Yellow tuft alyssum is on course to become Europe’s most unusual crop. It is being grown as part of an EU-funded research project in Albania, Greece, Austria and Spain.
Technology: Crop yields up to 100kg of nickel metal per hectare

It grows naturally all over the Balkans and Turkey, on serpentine soils — soils that are infertile, and which have a high nickel metal content.

When yellow tuft alyssum plant is harvested and dried, its leaves and shoots have a 1% nickel content. As a result, the harvest can yield up to 100kg of nickel per hectare

Nickel is used in many common consumer and industrial products, such as stainless steel cutlery, wires and renewable batteries. The EU produces only 6% of the world’s supply but uses 18% of the world’s supply.

Farmers could plant yellow tuft alyssum on infertile soils and earn cash by selling bales to businesses that burn the dried plant for energy, and then process the ash, rich in valuable nickel.

The leaves and shoots are expected to yield up to 100kg of this valuable metal per hectare, as well as bioenergy.

The ambition in Europe is for so-called agro-mining farms to spread out across some of the 10,000sq km of nickel-rich, but nutrient-poor serpentine soils across Europe.

These soils are especially abundant in the Balkans.

Dr Guillaume Echevarria from the Université de Lorraine in France is one of the researchers who have been working on these plants for more than 20 years now.

“We believe we can improve the quality of soils by growing these plants, and also harvest the crop and turn it into energy and valuable nickel.”

Dr Echevarria and his colleagues are growing legumes such as clover or alfalfa beside yellow tuft alyssum, to provide cheap and natural nitrogen fertiliser to boost alyssum yields.

Dr Rufus Chaney, a US pioneer on metal-absorbing plants and senior agronomist at the US Department of Agriculture, says US studies pointed to possible yields of up to 200kg of nickel per hectare.

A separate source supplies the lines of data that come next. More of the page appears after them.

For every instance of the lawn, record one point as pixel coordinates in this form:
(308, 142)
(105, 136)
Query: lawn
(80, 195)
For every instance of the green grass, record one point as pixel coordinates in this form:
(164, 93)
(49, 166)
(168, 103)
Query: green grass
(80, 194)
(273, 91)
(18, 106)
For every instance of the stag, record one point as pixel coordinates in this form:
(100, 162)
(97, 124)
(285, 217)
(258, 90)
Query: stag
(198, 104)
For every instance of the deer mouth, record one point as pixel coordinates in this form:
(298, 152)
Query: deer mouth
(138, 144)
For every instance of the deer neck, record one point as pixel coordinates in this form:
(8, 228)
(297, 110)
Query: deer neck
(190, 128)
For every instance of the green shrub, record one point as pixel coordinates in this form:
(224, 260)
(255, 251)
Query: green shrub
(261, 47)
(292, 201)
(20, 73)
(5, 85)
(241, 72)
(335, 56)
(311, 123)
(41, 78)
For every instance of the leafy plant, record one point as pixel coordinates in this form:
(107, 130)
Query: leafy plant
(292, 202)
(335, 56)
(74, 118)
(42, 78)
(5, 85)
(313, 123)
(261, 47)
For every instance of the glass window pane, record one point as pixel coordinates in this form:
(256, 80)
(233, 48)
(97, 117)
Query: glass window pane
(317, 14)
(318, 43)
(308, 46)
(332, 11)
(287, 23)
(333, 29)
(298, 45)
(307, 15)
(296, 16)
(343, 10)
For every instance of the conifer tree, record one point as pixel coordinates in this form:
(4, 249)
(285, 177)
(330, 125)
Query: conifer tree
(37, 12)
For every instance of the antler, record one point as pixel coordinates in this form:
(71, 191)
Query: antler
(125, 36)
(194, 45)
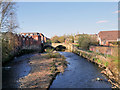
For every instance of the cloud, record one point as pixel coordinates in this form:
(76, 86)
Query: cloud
(118, 11)
(102, 21)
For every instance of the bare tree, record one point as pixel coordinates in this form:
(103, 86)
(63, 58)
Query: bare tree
(8, 16)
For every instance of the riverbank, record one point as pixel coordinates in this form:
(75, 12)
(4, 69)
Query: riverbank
(44, 68)
(109, 68)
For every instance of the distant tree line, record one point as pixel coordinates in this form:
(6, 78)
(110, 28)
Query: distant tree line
(83, 41)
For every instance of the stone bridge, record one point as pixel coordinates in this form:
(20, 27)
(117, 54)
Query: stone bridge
(68, 46)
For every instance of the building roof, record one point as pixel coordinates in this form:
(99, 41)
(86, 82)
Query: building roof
(109, 35)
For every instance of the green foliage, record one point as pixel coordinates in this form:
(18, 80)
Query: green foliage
(85, 41)
(94, 58)
(49, 50)
(106, 64)
(99, 61)
(53, 55)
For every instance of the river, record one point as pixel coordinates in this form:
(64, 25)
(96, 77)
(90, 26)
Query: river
(79, 74)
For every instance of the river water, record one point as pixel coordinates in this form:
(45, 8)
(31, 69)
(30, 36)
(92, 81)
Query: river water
(15, 69)
(79, 74)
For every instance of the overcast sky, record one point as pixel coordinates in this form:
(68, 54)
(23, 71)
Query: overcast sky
(58, 18)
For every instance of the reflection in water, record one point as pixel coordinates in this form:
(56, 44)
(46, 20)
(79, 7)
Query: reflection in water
(14, 70)
(79, 74)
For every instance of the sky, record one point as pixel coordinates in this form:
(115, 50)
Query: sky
(59, 18)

“The key factor (of) success is the price of nickel.

“We reckoned it was profitable at about $10 (about €9.20) a kilogram, but $20 would be even better. In the past, nickel prices got up to about $50.

“The costs of production are not higher than, say, wheat, because you can use standard haymaking and baling equipment.”

Other flowers can also suck up nickel (scientists call them hyperaccumulators), and the EU’s Agronickel project aims to test such species, that are native in parts of Spain such as Galicia.

“We want to integrate these hyperaccumulating metal crops into the farming system,” said Dr Echevarria.

“The idea is that farmers would get more money out of a nickel crop than they would from wheat or maize grown on these poor soils.”